Parte das forças de oposição ainda chegou a pensar em marchar até o palácio presidencial, mas foi convencida a abandonar a ideia para não entrar em choque com a guarda leal a Mubarak. O governo fez o que pôde para deslegitimar a manifestação. Segundo a TV estatal, o movimento tratava-se de uma "iniciativa de agentes estrangeiros que tinha como objetivo desestabilizar o país". O egípcio que não tinha TV a cabo, apenas viu imagens distantes do local. A rede estatal também optou por mostrar um segundo protesto organizado em apoio a Mubarak. O evento não reuniu sequer mil pessoas, mas era mostrado com o mesmo destaque.

A TV ainda declarou que o protesto era perda de tempo e pedia que as pessoas voltassem a suas casas e trabalhos para acabar com a paralisação da economia do Egito. A TV estatal ainda pedia que a população não assistisse a emissoras estrangeiras.
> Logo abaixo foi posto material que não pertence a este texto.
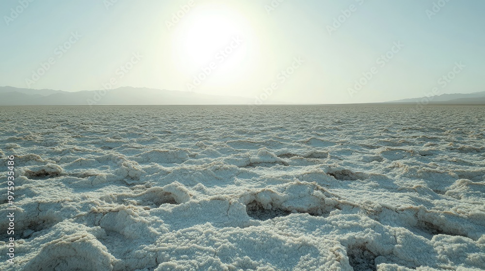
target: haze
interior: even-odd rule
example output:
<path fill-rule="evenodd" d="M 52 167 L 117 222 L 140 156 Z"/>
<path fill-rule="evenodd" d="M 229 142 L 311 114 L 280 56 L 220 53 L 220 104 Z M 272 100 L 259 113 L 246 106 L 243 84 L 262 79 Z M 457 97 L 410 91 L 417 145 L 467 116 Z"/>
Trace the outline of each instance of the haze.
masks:
<path fill-rule="evenodd" d="M 484 90 L 484 8 L 478 0 L 2 1 L 0 85 L 146 87 L 268 104 L 471 93 Z"/>

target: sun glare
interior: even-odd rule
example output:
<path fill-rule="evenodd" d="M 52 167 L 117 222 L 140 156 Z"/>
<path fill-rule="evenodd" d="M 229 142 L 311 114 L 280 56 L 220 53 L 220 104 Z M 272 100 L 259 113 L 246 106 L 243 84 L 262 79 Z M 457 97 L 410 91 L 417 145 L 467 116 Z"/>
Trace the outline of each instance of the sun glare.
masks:
<path fill-rule="evenodd" d="M 213 85 L 240 79 L 248 65 L 247 42 L 254 36 L 250 24 L 224 5 L 196 8 L 174 30 L 173 55 L 179 72 L 192 77 L 205 69 Z"/>

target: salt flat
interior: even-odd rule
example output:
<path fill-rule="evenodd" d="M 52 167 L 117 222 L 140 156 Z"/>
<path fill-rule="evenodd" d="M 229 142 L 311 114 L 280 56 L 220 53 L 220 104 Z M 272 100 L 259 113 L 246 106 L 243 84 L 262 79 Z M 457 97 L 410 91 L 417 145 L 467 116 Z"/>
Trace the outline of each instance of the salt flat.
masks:
<path fill-rule="evenodd" d="M 0 112 L 1 270 L 485 269 L 484 106 Z"/>

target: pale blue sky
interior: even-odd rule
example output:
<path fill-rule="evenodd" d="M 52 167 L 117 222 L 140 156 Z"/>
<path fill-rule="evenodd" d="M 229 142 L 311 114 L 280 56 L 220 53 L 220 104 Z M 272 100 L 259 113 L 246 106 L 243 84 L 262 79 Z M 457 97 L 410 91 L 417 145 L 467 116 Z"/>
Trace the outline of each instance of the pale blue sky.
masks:
<path fill-rule="evenodd" d="M 113 88 L 257 96 L 265 103 L 381 102 L 422 96 L 435 87 L 440 93 L 485 90 L 480 0 L 286 0 L 270 12 L 271 0 L 194 0 L 169 29 L 167 21 L 189 1 L 118 0 L 107 8 L 110 1 L 38 0 L 25 8 L 0 1 L 0 86 L 93 90 L 113 78 Z M 434 2 L 443 6 L 427 14 Z M 341 11 L 351 5 L 343 20 Z M 23 10 L 13 18 L 12 8 Z M 340 15 L 343 22 L 329 33 Z M 404 46 L 393 48 L 398 42 Z M 70 47 L 61 55 L 56 48 L 66 42 Z M 391 59 L 379 61 L 393 49 Z M 217 55 L 225 49 L 230 53 Z M 49 58 L 55 62 L 45 74 L 33 75 Z M 443 88 L 438 79 L 460 61 Z M 370 80 L 361 78 L 373 67 Z M 204 68 L 210 74 L 200 76 Z M 293 73 L 280 73 L 287 68 Z M 359 80 L 368 82 L 356 90 Z M 272 84 L 277 88 L 261 96 Z"/>

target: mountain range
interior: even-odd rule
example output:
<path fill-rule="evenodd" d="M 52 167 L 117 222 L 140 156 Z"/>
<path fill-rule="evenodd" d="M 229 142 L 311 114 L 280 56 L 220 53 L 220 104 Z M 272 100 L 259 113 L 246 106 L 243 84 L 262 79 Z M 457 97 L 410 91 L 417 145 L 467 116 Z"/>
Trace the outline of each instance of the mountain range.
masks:
<path fill-rule="evenodd" d="M 0 87 L 0 105 L 249 105 L 254 99 L 196 92 L 123 87 L 68 92 Z M 485 91 L 404 99 L 386 104 L 485 104 Z"/>

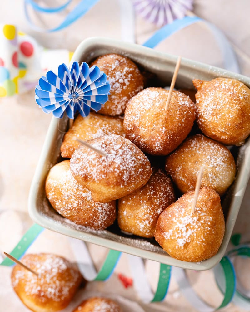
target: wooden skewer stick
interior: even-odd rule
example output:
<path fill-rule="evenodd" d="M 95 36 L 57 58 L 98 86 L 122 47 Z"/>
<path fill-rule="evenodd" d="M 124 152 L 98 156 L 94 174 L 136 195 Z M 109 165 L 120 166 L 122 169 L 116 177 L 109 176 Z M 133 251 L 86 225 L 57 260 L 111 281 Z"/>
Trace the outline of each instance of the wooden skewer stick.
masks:
<path fill-rule="evenodd" d="M 197 179 L 196 180 L 196 184 L 195 185 L 195 189 L 194 191 L 194 196 L 193 198 L 193 201 L 192 204 L 192 208 L 191 210 L 191 213 L 193 213 L 195 211 L 195 207 L 196 206 L 196 203 L 198 199 L 198 195 L 199 194 L 199 191 L 201 188 L 201 180 L 202 179 L 202 174 L 203 173 L 203 167 L 202 166 L 200 168 L 200 171 L 198 174 Z"/>
<path fill-rule="evenodd" d="M 73 125 L 73 124 L 74 123 L 74 119 L 71 119 L 71 118 L 70 118 L 69 121 L 69 125 L 68 125 L 68 129 L 69 129 L 72 128 L 72 126 Z"/>
<path fill-rule="evenodd" d="M 167 110 L 168 109 L 170 101 L 171 100 L 171 97 L 172 96 L 172 93 L 173 93 L 173 90 L 174 87 L 175 81 L 176 81 L 179 70 L 180 69 L 180 66 L 181 65 L 181 56 L 179 56 L 177 60 L 176 65 L 175 65 L 175 68 L 174 69 L 174 74 L 173 75 L 173 78 L 172 78 L 172 81 L 171 82 L 171 85 L 170 85 L 169 90 L 168 92 L 168 96 L 167 103 L 165 106 L 165 110 Z"/>
<path fill-rule="evenodd" d="M 36 275 L 37 276 L 38 276 L 38 273 L 37 273 L 36 272 L 35 272 L 34 271 L 33 271 L 32 269 L 28 267 L 25 264 L 24 264 L 21 262 L 20 262 L 19 260 L 18 260 L 17 259 L 16 259 L 15 258 L 14 258 L 14 257 L 13 257 L 13 256 L 11 256 L 11 255 L 9 255 L 7 252 L 4 252 L 3 253 L 5 255 L 6 257 L 8 257 L 8 258 L 9 258 L 9 259 L 10 259 L 11 260 L 12 260 L 12 261 L 14 261 L 14 262 L 15 262 L 16 263 L 18 264 L 19 264 L 19 265 L 22 266 L 25 269 L 26 269 L 28 271 L 29 271 L 30 272 L 31 272 L 32 273 L 33 273 L 33 274 L 34 274 L 35 275 Z"/>
<path fill-rule="evenodd" d="M 85 146 L 87 146 L 87 147 L 88 147 L 89 149 L 91 149 L 92 150 L 94 151 L 94 152 L 96 152 L 97 153 L 98 153 L 102 156 L 104 156 L 104 157 L 107 157 L 107 156 L 108 156 L 107 154 L 106 154 L 104 152 L 100 151 L 99 149 L 96 149 L 95 147 L 92 146 L 92 145 L 91 145 L 90 144 L 89 144 L 88 143 L 87 143 L 87 142 L 85 142 L 85 141 L 82 141 L 82 140 L 81 140 L 80 139 L 78 139 L 77 138 L 75 138 L 75 139 L 76 141 L 78 141 L 78 142 L 79 143 L 80 143 L 81 144 L 82 144 L 82 145 L 85 145 Z"/>

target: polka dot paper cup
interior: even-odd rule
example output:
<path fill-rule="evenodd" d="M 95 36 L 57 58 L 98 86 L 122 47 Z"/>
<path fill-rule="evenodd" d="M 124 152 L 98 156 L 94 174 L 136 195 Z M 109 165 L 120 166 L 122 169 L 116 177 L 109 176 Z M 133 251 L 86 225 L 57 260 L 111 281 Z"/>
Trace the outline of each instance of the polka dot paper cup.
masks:
<path fill-rule="evenodd" d="M 41 47 L 13 25 L 0 25 L 0 97 L 33 88 L 41 76 Z"/>

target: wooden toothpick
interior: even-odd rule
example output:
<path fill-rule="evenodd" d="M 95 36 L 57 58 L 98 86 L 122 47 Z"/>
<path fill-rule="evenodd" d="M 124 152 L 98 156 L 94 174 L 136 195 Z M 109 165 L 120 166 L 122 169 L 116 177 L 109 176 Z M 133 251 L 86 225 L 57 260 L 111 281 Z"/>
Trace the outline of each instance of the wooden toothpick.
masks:
<path fill-rule="evenodd" d="M 195 185 L 195 189 L 194 191 L 194 196 L 192 204 L 192 208 L 191 209 L 191 213 L 193 213 L 195 211 L 195 207 L 197 202 L 198 195 L 199 194 L 199 191 L 201 188 L 201 180 L 202 179 L 202 174 L 203 173 L 203 167 L 202 166 L 200 168 L 200 171 L 198 174 L 197 179 L 196 180 L 196 184 Z"/>
<path fill-rule="evenodd" d="M 168 99 L 167 100 L 167 103 L 165 106 L 165 110 L 167 110 L 168 109 L 168 107 L 169 106 L 170 101 L 171 100 L 171 97 L 172 96 L 172 93 L 173 93 L 173 90 L 174 87 L 174 85 L 175 84 L 175 81 L 177 78 L 179 70 L 180 69 L 180 66 L 181 65 L 181 56 L 179 56 L 177 60 L 177 62 L 175 66 L 175 68 L 174 69 L 174 74 L 173 75 L 173 78 L 172 78 L 172 81 L 171 82 L 169 90 L 168 92 Z"/>
<path fill-rule="evenodd" d="M 7 253 L 7 252 L 4 252 L 3 253 L 5 255 L 6 257 L 8 257 L 8 258 L 9 258 L 11 260 L 12 260 L 12 261 L 14 261 L 14 262 L 15 262 L 17 264 L 19 264 L 19 265 L 22 266 L 23 268 L 26 269 L 28 271 L 29 271 L 30 272 L 31 272 L 33 274 L 34 274 L 35 275 L 36 275 L 37 276 L 38 276 L 38 273 L 37 273 L 36 272 L 35 272 L 34 271 L 31 269 L 30 268 L 26 266 L 25 264 L 22 263 L 21 262 L 20 262 L 19 260 L 18 260 L 17 259 L 16 259 L 15 258 L 14 258 L 13 256 L 11 256 L 11 255 L 9 255 L 9 254 Z"/>
<path fill-rule="evenodd" d="M 82 145 L 84 145 L 85 146 L 87 146 L 87 147 L 88 147 L 89 149 L 91 149 L 94 152 L 99 154 L 100 155 L 101 155 L 102 156 L 104 156 L 104 157 L 106 157 L 108 156 L 107 154 L 106 154 L 104 152 L 102 152 L 102 151 L 100 151 L 99 149 L 96 149 L 95 147 L 92 146 L 92 145 L 91 145 L 90 144 L 89 144 L 88 143 L 87 143 L 87 142 L 86 142 L 85 141 L 82 141 L 82 140 L 81 140 L 80 139 L 78 139 L 77 138 L 75 138 L 75 139 L 76 141 L 79 142 L 79 143 L 80 143 L 81 144 L 82 144 Z"/>
<path fill-rule="evenodd" d="M 73 125 L 73 124 L 74 123 L 74 119 L 71 119 L 71 118 L 69 119 L 69 124 L 68 124 L 68 129 L 69 130 L 72 127 L 72 126 Z"/>

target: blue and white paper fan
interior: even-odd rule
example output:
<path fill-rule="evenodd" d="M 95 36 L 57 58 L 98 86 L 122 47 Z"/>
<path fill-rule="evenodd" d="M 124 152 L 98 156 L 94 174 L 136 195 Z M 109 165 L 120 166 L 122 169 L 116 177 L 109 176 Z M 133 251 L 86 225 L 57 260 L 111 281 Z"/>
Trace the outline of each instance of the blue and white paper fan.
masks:
<path fill-rule="evenodd" d="M 52 112 L 62 118 L 64 111 L 73 119 L 79 112 L 83 117 L 90 109 L 97 111 L 108 100 L 110 85 L 107 76 L 96 66 L 90 68 L 86 63 L 80 66 L 74 62 L 70 70 L 65 64 L 58 68 L 58 75 L 52 71 L 39 80 L 36 87 L 36 101 L 44 112 Z"/>

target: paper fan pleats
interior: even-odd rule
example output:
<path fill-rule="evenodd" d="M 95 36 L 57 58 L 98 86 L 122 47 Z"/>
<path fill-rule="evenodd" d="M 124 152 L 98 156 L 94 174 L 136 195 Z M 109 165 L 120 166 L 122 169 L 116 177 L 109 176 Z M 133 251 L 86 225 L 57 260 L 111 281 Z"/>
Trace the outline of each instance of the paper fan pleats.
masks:
<path fill-rule="evenodd" d="M 61 118 L 64 111 L 74 118 L 79 112 L 83 117 L 90 109 L 96 111 L 108 100 L 110 85 L 107 75 L 97 66 L 90 68 L 86 63 L 80 66 L 74 62 L 70 69 L 65 64 L 58 68 L 58 75 L 51 71 L 39 80 L 36 87 L 37 103 L 45 113 Z"/>
<path fill-rule="evenodd" d="M 135 9 L 142 17 L 158 27 L 183 17 L 192 9 L 193 0 L 133 0 Z"/>

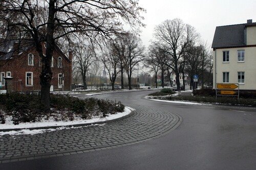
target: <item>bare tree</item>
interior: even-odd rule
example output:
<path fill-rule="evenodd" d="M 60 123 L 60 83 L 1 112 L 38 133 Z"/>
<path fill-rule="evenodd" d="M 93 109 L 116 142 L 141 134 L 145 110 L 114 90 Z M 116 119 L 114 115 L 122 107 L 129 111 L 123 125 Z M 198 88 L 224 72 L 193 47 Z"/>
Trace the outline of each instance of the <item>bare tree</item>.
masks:
<path fill-rule="evenodd" d="M 51 60 L 58 39 L 92 37 L 94 32 L 110 37 L 121 30 L 121 18 L 134 28 L 144 26 L 139 14 L 144 10 L 136 0 L 2 0 L 0 7 L 2 36 L 32 39 L 41 57 L 41 100 L 48 109 Z M 19 35 L 12 37 L 13 33 Z M 42 42 L 47 42 L 45 56 Z"/>
<path fill-rule="evenodd" d="M 131 90 L 132 74 L 135 68 L 135 66 L 142 61 L 145 47 L 142 45 L 140 38 L 134 33 L 127 33 L 124 38 L 127 45 L 127 51 L 124 57 L 124 67 L 128 77 L 128 86 Z"/>
<path fill-rule="evenodd" d="M 108 70 L 112 90 L 115 90 L 115 82 L 117 75 L 121 71 L 121 70 L 118 69 L 120 58 L 115 46 L 115 44 L 113 42 L 110 42 L 107 46 L 108 50 L 106 50 L 107 52 L 101 58 L 101 61 Z"/>
<path fill-rule="evenodd" d="M 125 71 L 125 54 L 127 51 L 127 46 L 125 42 L 125 37 L 126 34 L 122 33 L 117 35 L 115 39 L 114 39 L 112 43 L 113 47 L 115 48 L 116 55 L 119 58 L 119 63 L 118 66 L 120 69 L 121 73 L 121 88 L 123 89 L 123 74 Z"/>
<path fill-rule="evenodd" d="M 203 89 L 204 84 L 209 81 L 209 79 L 207 78 L 211 77 L 213 64 L 211 62 L 212 56 L 210 52 L 210 47 L 207 45 L 207 42 L 200 42 L 199 46 L 201 47 L 201 51 L 199 61 L 201 64 L 199 76 L 202 82 L 202 88 Z"/>
<path fill-rule="evenodd" d="M 77 43 L 74 48 L 74 69 L 77 69 L 82 77 L 84 88 L 87 89 L 87 75 L 92 65 L 96 61 L 94 48 L 92 44 Z"/>
<path fill-rule="evenodd" d="M 155 83 L 156 88 L 157 88 L 157 73 L 159 70 L 159 66 L 157 64 L 157 58 L 155 56 L 155 51 L 153 48 L 150 48 L 148 55 L 146 56 L 144 60 L 144 64 L 147 68 L 149 68 L 151 72 L 154 74 Z"/>
<path fill-rule="evenodd" d="M 180 19 L 166 20 L 155 29 L 154 42 L 166 52 L 170 60 L 166 65 L 175 72 L 177 90 L 180 90 L 179 62 L 187 46 L 198 36 L 195 29 Z"/>

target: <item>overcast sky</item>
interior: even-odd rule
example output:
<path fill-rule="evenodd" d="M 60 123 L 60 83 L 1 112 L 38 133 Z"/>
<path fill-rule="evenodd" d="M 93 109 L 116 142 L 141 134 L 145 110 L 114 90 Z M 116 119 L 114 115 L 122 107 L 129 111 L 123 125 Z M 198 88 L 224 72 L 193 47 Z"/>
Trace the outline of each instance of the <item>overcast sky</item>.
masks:
<path fill-rule="evenodd" d="M 146 10 L 142 15 L 143 44 L 149 44 L 155 26 L 166 19 L 181 19 L 195 27 L 201 39 L 211 45 L 217 26 L 256 22 L 255 0 L 139 0 Z"/>

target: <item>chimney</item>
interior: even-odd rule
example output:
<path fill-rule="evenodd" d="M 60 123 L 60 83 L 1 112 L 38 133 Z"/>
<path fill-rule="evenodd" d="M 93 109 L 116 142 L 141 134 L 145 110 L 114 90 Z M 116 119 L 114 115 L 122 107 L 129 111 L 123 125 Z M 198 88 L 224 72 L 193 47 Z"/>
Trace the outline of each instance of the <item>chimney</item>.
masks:
<path fill-rule="evenodd" d="M 252 19 L 247 19 L 247 23 L 252 23 Z"/>
<path fill-rule="evenodd" d="M 70 85 L 70 90 L 72 90 L 72 57 L 73 57 L 73 54 L 72 54 L 72 51 L 70 50 L 69 51 L 69 61 L 70 61 L 70 63 L 69 63 L 69 85 Z"/>
<path fill-rule="evenodd" d="M 19 43 L 17 41 L 14 41 L 13 42 L 13 54 L 14 55 L 18 55 L 19 45 Z"/>
<path fill-rule="evenodd" d="M 72 62 L 73 54 L 71 50 L 69 51 L 69 61 Z"/>

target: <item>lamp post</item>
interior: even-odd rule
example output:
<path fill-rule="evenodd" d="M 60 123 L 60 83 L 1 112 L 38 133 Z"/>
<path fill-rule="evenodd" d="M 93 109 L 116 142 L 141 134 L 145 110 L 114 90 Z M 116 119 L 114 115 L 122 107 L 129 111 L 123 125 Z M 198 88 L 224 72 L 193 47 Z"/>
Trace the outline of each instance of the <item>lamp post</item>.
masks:
<path fill-rule="evenodd" d="M 139 63 L 138 63 L 138 79 L 137 79 L 137 81 L 138 82 L 138 88 L 139 88 Z"/>

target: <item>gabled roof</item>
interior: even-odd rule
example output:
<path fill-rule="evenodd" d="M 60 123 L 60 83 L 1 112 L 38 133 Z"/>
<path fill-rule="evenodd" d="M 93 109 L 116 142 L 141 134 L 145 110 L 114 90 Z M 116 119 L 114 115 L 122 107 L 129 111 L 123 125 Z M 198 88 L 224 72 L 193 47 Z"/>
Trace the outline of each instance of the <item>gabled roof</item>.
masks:
<path fill-rule="evenodd" d="M 211 47 L 231 47 L 245 43 L 245 24 L 217 27 Z"/>
<path fill-rule="evenodd" d="M 0 52 L 4 54 L 0 56 L 0 60 L 10 59 L 13 52 L 15 50 L 14 47 L 15 40 L 0 39 Z M 31 40 L 22 40 L 18 45 L 17 54 L 27 51 L 33 46 L 33 42 Z"/>
<path fill-rule="evenodd" d="M 246 45 L 245 29 L 255 27 L 256 22 L 217 27 L 211 47 L 213 48 L 236 47 Z"/>
<path fill-rule="evenodd" d="M 11 59 L 13 57 L 14 49 L 14 43 L 17 42 L 15 40 L 6 40 L 0 39 L 0 60 L 5 60 Z M 34 42 L 31 40 L 22 40 L 20 44 L 18 45 L 18 48 L 17 50 L 16 54 L 20 54 L 26 52 L 30 48 L 33 47 Z M 69 58 L 64 54 L 59 47 L 55 45 L 55 50 L 65 59 L 68 62 L 70 62 Z"/>

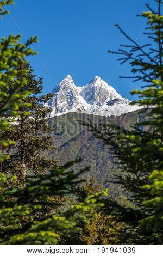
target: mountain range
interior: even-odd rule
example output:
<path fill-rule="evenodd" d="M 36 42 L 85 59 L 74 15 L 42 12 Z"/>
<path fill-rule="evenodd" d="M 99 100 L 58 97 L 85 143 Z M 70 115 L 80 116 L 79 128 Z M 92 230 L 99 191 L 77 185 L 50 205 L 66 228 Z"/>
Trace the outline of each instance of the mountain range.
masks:
<path fill-rule="evenodd" d="M 66 76 L 52 91 L 54 96 L 48 102 L 52 107 L 51 117 L 68 112 L 82 112 L 96 115 L 121 115 L 142 108 L 131 106 L 131 101 L 122 97 L 115 89 L 95 76 L 84 86 L 77 86 L 72 77 Z"/>

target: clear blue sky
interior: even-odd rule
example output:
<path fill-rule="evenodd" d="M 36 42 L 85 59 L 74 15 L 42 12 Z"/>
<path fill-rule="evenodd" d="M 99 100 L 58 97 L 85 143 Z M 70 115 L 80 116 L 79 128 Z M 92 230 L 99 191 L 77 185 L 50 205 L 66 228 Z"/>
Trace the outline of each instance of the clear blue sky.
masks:
<path fill-rule="evenodd" d="M 147 1 L 156 8 L 153 0 Z M 20 33 L 17 26 L 27 38 L 39 36 L 39 42 L 33 45 L 38 57 L 30 60 L 35 73 L 44 78 L 44 93 L 51 92 L 68 74 L 79 86 L 100 76 L 122 96 L 132 99 L 129 92 L 141 85 L 119 79 L 119 75 L 129 74 L 128 64 L 121 66 L 110 81 L 119 64 L 117 57 L 107 50 L 116 50 L 120 44 L 127 42 L 114 26 L 116 22 L 137 39 L 145 20 L 136 15 L 146 10 L 147 1 L 15 0 L 9 8 L 14 22 L 9 16 L 3 19 L 1 36 Z M 146 42 L 143 35 L 139 42 Z"/>

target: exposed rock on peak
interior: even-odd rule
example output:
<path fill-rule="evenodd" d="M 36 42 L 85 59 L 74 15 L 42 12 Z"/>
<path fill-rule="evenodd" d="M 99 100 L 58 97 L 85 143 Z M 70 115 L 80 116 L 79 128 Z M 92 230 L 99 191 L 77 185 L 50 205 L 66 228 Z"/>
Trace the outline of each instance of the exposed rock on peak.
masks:
<path fill-rule="evenodd" d="M 95 76 L 85 86 L 79 87 L 68 75 L 52 92 L 54 96 L 48 102 L 53 109 L 52 115 L 84 112 L 99 115 L 120 115 L 140 108 L 136 105 L 130 106 L 129 100 L 123 98 L 99 76 Z"/>

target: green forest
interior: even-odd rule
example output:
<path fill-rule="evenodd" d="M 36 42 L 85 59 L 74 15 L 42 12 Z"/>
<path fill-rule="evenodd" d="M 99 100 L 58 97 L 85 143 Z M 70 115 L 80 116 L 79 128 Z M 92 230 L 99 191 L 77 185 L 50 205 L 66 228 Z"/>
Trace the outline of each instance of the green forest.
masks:
<path fill-rule="evenodd" d="M 142 86 L 130 104 L 142 108 L 119 117 L 51 117 L 53 94 L 43 95 L 43 78 L 27 60 L 37 37 L 2 38 L 1 245 L 162 245 L 163 15 L 156 1 L 157 10 L 146 4 L 137 18 L 146 20 L 147 44 L 115 25 L 128 44 L 108 52 L 128 62 L 124 77 Z M 13 4 L 0 1 L 1 17 Z"/>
Fontes nos partidos ainda informaram que, na segunda-feira e na terça-feira, entre 20 e 30 líderes da oposição foram sequestrados pelos agentes secretos do governo. Mas nem isso parou a manifestação. Ahmed Diab, assistente de professor, disse que viajou 200 quilômetros entre sua cidade e o Cairo para o protesto. "Este é um dia histórico", disse. "Hoje, o destino de 80 milhões ganhou uma nova dimensão."

MÍDIA ATACADA

Pelo telefone

O Google lançou uma campanha no Egito, onde o último provedor de internet saiu do ar anteontem, para que a população possa postar informações no Twitter pelo telefone. Três linhas foram divulgadas. A empresa informou que um de seus executivos está desaparecido no país.

Falta de ética

A apresentadora Soha el-Nakash anunciou ontem sua demissão do canal estatal Nile News. Ela disse que ficou estarrecida com a emissora que, no segundo dia dos protestos, transmitia notícias falsas de calma nas ruas.